If Macau is to broaden its economic base beyond the casino sector, as suggested by China’s Vice-President Xi Jinping on a visit to the Macau and Hong Kong SARs in April, then Macau’s Chief Executive-elect will need to think about getting young people to stay in education for longer. There is no quick fix to achieve this, but the raising of the casino employment age would probably be the best and easiest-to-implement policy measure available to the politicians.
If anyone among Macau’s current upper echelon of lawmakers understands the value of education, it’s Mr Chui. According to media reports he holds a bachelor’s degree in community health from California State University, and a master’s degree and PhD in public health from the University of Oklahoma.
A difficulty facing Mr Chui is that there are competing pressures. The last thing the casino operators want during an economic downturn is upward pressure on wage costs, resulting from an increase in the casino employment age. Dr Stanley Ho went on record recently on The Pearl Report—a current affairs series on one of Hong Kong’s English language commercial channels TVB Pearl—blaming the foreign operators for inflating dealer wages by in effect starting a pay war in the early heady days of market expansion after 2004.
Policy risks
Were the Chief Executive-elect Mr Chui to raise the casino employment age, then the new rules are unlikely to be applied retrospectively. In other words, those under-21s already working in casinos would be allowed to stay on. Nonetheless, it would effectively remove a whole generation of school leavers from the casino job market. To do that at a time when the number of casino tables is still going up in Macau (albeit more slowly than in previous years) could only have an inflationary effect on dealer salaries.
A way to prevent that would be for operators to form a ‘cartel’ or price-fixing agreement on wages of the sort recently announced by Las Vegas Sands Corp and Melco Crown Entertainment Ltd regarding a ceiling on commission paid to VIP agents. Such arrangements are illegal in mature markets such as the United States, Australia and the European Union as they are considered to be against consumer and worker interests. In developing markets such as China, there are no such legal constraints.
Tough call
Unless the operators were given an assurance they would be allowed to cap casino worker wages, it seems unlikely they would support a rise in the casino employment age to 21. For the Chief Executive-elect to propose raising the minimum age during a recession without creating any immediate, quantifiable return in terms of building the economy, would certainly require boldness and a willingness to overrule lobbying by the casino industry.
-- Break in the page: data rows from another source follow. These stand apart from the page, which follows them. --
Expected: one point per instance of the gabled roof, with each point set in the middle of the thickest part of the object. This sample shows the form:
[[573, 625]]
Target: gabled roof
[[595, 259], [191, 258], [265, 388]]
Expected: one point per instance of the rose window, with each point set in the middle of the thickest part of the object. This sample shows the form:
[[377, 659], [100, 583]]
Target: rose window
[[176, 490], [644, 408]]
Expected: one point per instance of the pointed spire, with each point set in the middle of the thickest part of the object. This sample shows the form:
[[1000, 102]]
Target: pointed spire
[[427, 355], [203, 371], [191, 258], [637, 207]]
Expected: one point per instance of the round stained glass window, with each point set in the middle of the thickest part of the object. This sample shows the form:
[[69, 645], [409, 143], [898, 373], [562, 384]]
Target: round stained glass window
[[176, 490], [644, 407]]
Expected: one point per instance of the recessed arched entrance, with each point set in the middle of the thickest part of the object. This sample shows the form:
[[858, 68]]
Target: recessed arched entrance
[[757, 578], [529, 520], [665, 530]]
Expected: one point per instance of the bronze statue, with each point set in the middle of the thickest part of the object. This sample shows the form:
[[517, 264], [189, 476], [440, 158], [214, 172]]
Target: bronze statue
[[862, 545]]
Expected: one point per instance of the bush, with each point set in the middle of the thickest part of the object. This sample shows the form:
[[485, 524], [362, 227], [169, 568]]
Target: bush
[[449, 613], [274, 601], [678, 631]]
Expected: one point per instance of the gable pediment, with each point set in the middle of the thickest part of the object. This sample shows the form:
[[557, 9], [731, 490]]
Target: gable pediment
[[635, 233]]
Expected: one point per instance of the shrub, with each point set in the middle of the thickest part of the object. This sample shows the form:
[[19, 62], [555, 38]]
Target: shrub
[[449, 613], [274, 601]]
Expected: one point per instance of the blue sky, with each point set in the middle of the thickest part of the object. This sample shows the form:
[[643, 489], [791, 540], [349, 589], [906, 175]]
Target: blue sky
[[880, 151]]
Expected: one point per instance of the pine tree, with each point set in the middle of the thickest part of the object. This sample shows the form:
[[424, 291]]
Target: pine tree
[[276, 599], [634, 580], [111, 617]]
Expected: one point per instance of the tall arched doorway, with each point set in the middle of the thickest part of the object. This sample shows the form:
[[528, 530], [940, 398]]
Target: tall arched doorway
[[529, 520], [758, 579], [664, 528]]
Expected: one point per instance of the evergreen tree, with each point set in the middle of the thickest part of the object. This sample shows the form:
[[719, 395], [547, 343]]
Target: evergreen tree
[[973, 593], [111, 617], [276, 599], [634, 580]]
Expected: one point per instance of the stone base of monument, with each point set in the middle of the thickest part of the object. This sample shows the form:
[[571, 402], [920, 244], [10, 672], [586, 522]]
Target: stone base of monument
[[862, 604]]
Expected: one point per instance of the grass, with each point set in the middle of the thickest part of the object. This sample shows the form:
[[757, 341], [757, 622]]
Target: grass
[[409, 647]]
The political leadership in Mainland China has shown on a number of high profile occasions it is willing to put the public interest ahead of private interest. The example closest to home in Macau is when last year China began restricting the issuing to its citizens of Individual Visit Scheme travel permits for Macau. Other examples are China’s one child policy (though that appears to have softened as of late) and the capping of personal borrowing within the domestic banking system.
Cynics in the West might argue this is because China’s leaders don’t have to test their popularity in Western-style democratic ballots. Yet if there is one factor that stands out above all others in terms of Asia’s economic development model versus that of the West, it is the willingness in Asia in general and China in particular to think long term.
If Macau’s Chief Executive-elect wants to prove his patriotic credentials with Beijing he may need to make some tough decisions on structural issues that reap rewards tomorrow, rather than simply presiding over a ‘steady as she goes’ administration that deals only with the needs of some of his constituents today.